Andrew Michael (Drew) Mattison, Ph.D., Clinical Professor of Psychiatry and Family and Preventive Medicine at the University of California, San Diego (UCSD) School of Medicine until his retirement in 2005, died at the San Diego Hospice on December 29, 2005 after a prolonged struggle with stomach cancer. He was 57. Mattison will be remembered as an inspirational leader, who brought heart to the organizations and communities he served.
He is survived by his lifelong partner David P. McWhirter, M.D.; David’s children, Monica and Paul and their families; and by his siblings William, Laure, Carolyn, Marion and Amy and their families. A public memorial is planned for 10 a.m. on Feb. 18, 2006 at the Cassius Carter Stage at the Old Globe Theater in Balboa Park, San Diego.
In lieu of flowers, the family suggests donations to Commonweal, a non-profit health and environmental research institution in Bolinas, California.
Dr. Mattison was a well-known clinical psychologist, author and UCSD researcher who was one of the founders of the HIV Neurobehavioral Research Center (HNRC) at UCSD. He also co-founded the University of California Center for Medicinal Cannabis Research (CMCR), serving as co-director until he retired due to ill health in 2005.
Mattison obtained his B.A. degree in English Literature from Fairfield University in 1970, a Master’s degree in Social Work from the State University of New York at Stony Brook in 1973 and his Ph.D. in Clinical Psychology from United States International University in 1975. He joined UCSD in 1975 as an instructor in the Department of Family and Community Medicine, where he participated in developing a curriculum on human sexuality for UCSD medical students taking the Core Course in Social and Behavioral Sciences.
In 1990, Mattison became an Associate Clinical Professor of Psychiatry and Family and Preventive Medicine, rising to the rank of Clinical Professor in 2001. During this time, he and his lifelong partner, David McWhirter, M.D., completed a series of clinical studies that culminated in their landmark 1984 book, The Male Couple, published by Prentice Hall. The pioneering study – based on extensive, structured interviews with gay couples – was among the first to document the variety and longevity of gay relationships, and was followed by an important video of the same name. Mattison and McWhirter authored many scientific papers and chapters on counseling gay couples, and on the impact of HIV on lesbians, gay men, and their families.

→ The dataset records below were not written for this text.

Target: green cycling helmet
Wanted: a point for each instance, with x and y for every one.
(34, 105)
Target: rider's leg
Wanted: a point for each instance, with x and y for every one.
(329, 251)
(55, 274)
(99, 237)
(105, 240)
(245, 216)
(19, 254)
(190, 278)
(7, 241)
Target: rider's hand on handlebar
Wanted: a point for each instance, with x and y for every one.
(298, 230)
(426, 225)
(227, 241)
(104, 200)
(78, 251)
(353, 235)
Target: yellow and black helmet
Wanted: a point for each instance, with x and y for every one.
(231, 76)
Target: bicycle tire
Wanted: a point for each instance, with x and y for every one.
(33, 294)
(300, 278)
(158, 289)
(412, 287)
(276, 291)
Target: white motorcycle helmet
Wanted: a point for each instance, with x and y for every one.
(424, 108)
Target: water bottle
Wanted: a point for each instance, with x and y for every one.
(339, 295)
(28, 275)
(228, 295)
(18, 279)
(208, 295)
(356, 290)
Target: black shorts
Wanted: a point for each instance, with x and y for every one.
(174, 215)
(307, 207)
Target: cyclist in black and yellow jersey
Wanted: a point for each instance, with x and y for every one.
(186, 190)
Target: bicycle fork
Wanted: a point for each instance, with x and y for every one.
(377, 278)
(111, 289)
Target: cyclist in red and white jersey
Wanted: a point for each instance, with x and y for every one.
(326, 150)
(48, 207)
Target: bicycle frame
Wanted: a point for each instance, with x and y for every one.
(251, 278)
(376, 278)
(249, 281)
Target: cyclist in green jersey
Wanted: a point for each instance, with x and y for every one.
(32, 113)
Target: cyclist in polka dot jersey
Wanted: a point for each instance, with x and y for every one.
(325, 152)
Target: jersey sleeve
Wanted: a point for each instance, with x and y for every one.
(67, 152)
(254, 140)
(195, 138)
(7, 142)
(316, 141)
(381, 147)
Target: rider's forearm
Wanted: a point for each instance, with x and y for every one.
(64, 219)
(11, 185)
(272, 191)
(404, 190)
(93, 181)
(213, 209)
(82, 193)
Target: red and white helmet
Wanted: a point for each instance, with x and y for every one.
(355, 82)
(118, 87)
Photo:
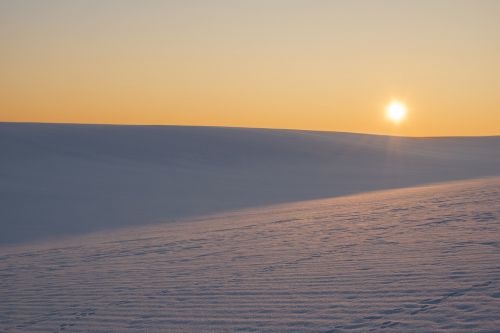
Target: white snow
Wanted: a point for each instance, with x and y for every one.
(72, 179)
(423, 259)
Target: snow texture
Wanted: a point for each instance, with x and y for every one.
(423, 259)
(72, 179)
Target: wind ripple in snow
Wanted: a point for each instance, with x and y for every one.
(419, 259)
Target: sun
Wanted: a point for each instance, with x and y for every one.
(395, 111)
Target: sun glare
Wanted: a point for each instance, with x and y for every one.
(395, 111)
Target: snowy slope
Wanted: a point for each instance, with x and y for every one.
(72, 179)
(412, 260)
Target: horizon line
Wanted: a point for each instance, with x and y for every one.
(247, 127)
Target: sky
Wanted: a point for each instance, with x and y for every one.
(310, 64)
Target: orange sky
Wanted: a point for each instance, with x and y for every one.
(312, 64)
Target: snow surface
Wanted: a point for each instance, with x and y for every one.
(423, 259)
(72, 179)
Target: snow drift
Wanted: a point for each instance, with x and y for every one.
(69, 179)
(408, 260)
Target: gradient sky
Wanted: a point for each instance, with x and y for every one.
(311, 64)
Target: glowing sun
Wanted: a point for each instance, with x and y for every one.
(395, 111)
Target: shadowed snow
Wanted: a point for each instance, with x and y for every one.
(72, 179)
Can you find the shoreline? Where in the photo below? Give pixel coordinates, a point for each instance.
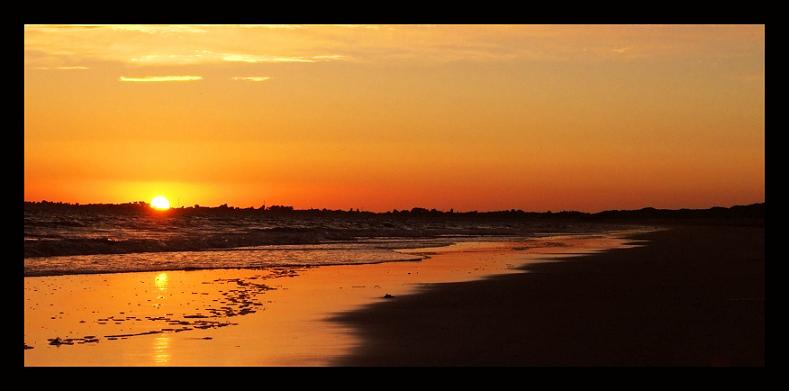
(179, 318)
(693, 296)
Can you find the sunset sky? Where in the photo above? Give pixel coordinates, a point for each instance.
(381, 117)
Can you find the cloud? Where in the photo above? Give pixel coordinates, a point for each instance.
(69, 68)
(159, 78)
(175, 45)
(252, 78)
(249, 58)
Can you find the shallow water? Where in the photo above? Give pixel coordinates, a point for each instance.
(270, 316)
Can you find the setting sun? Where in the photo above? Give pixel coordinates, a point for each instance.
(160, 203)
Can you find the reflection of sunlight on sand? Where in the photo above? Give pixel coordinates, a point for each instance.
(161, 350)
(161, 281)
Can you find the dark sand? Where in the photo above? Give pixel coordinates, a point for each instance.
(692, 296)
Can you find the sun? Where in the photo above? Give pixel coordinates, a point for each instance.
(160, 203)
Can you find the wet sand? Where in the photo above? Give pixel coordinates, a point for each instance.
(694, 296)
(279, 316)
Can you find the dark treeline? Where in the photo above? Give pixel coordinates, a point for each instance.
(746, 212)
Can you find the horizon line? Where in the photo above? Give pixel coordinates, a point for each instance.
(358, 210)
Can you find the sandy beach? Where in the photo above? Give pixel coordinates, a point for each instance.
(252, 317)
(694, 296)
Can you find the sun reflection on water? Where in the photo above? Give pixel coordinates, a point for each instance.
(161, 281)
(161, 350)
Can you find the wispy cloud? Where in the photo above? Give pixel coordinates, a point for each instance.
(252, 78)
(160, 78)
(253, 59)
(63, 68)
(176, 45)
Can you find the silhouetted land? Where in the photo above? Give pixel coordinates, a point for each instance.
(693, 296)
(745, 214)
(53, 229)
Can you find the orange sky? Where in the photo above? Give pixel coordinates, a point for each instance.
(382, 117)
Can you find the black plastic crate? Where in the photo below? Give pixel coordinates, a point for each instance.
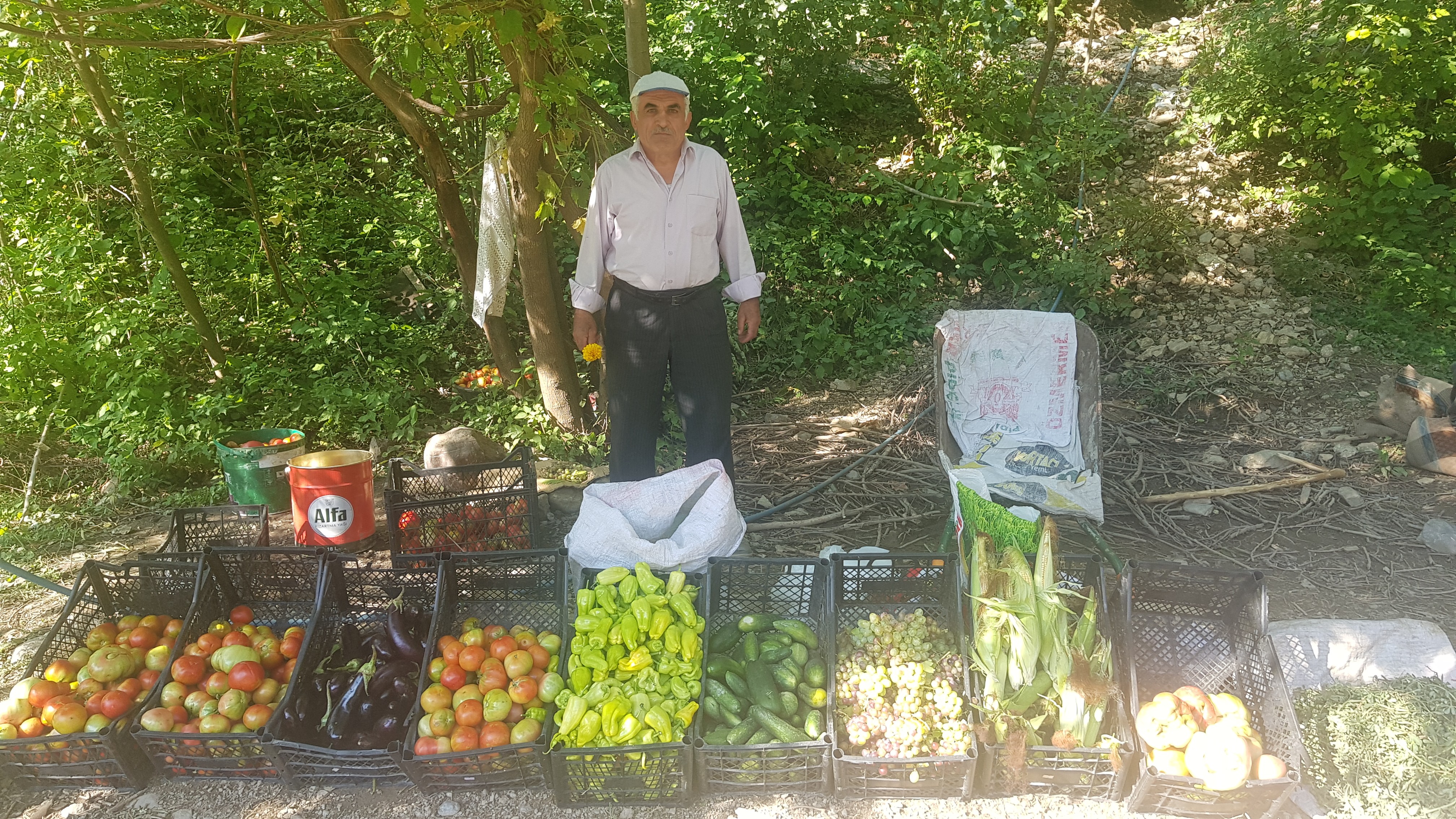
(517, 588)
(796, 588)
(1081, 773)
(481, 508)
(357, 597)
(217, 526)
(103, 594)
(1206, 627)
(892, 584)
(638, 774)
(283, 589)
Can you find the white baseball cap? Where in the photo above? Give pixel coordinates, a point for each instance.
(659, 81)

In 1989, the HNRC became the first organized research unit in the country funded by the National Institutes of Health to explore the impact of HIV on the brain and behavior. As head of the HNRC’s Participant Unit during the first decade, Mattison was integral to the Center’s success by providing creative links between the scientific-academic enterprise at UCSD and the communities with which the clinicians and scientists interacted. With an understanding of the family and community contexts of HIV as well as the challenges inherent in research, he was able to ensure that science was responsive to the Center’s participants. He was instrumental in developing numerous outreach and information exchange activities, leading the HNRC’s Community Advisory Board and the Participant’s Advisory Board.
Mattison was active in professional and community activities, serving as technical advisor to, and later President of the Society for the Scientific Study of Sexuality, the oldest professional society dedicated to the advancement of knowledge about sexuality. He was a frequent participant on panels, and provided expert opinions to governments and media, particularly in the area of using cannabis for medicinal purposes. His numerous volunteer and charitable activities included work with San Diego’s Summer Quest and the Human Dignity Foundation.
Igor Grant, M.D., UCSD professor of psychiatriatry, Director of both the HIV Neurobehavioral Research Center and the CMCR, said that “Drew’s leadership and unique ability to find common ground made him especially effective in establishing constructive relationships between scientists, California government officials, Federal agencies and concerned citizen groups,” Grant said. “He made it possible for CMCR to conduct ground-breaking clinical trials in exploring the potential for cannabis as medicine.”
Lewis Judd, Chair of Psychiatry at UCSD's School of Medicine, said "Drew was a warm and caring man, who devoted himself fully and successfully to academic and scientific courses that he deeply believed in. He and his energetic, upbeat, optimistic 'can do' style will be greatly missed by all those who knew him."